2. One signed original and four conformed copies of this form
and amendments thereto must be completed and filed with the
Securities and Exchange Commission, Washington, D.C. 20549, in
accordance with Rule 0-3 of the General Rules and Regulations
under the Act. The information contained in or filed with the
form will be made a matter of public record in the Commission
files.
3. A manually signed copy of the form and amendments thereto
shall be filed with each national securities exchange on which
any class of securities of the registrant is registered.
4. Amendments to the notifications must also be filed on form
12b-25 but need not restate information that has been correctly
furnished.

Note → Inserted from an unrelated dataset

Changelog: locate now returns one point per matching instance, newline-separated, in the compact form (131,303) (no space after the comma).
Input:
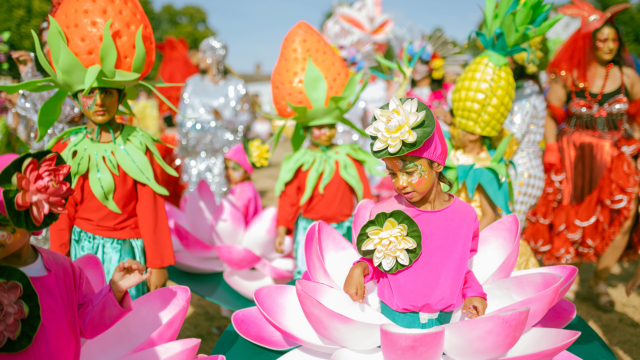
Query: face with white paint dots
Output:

The form shall be clearly identified as an amended
notification.
5. Electronic Filers. This form shall not be used by
electronic filers unable to timely file a report solely due to
electronic difficulties. Filers unable to submit a report within
the time period prescribed due to difficulties in electronic
filing should comply with either Rule 201 or Rule 202 of
Regulation S-T ((S)232.201 or (S)232.202 of this chapter) or
apply for an adjustment in filing date pursuant to Rule 13(b) of
Regulation S-T ((S)232.13(b) of this chapter).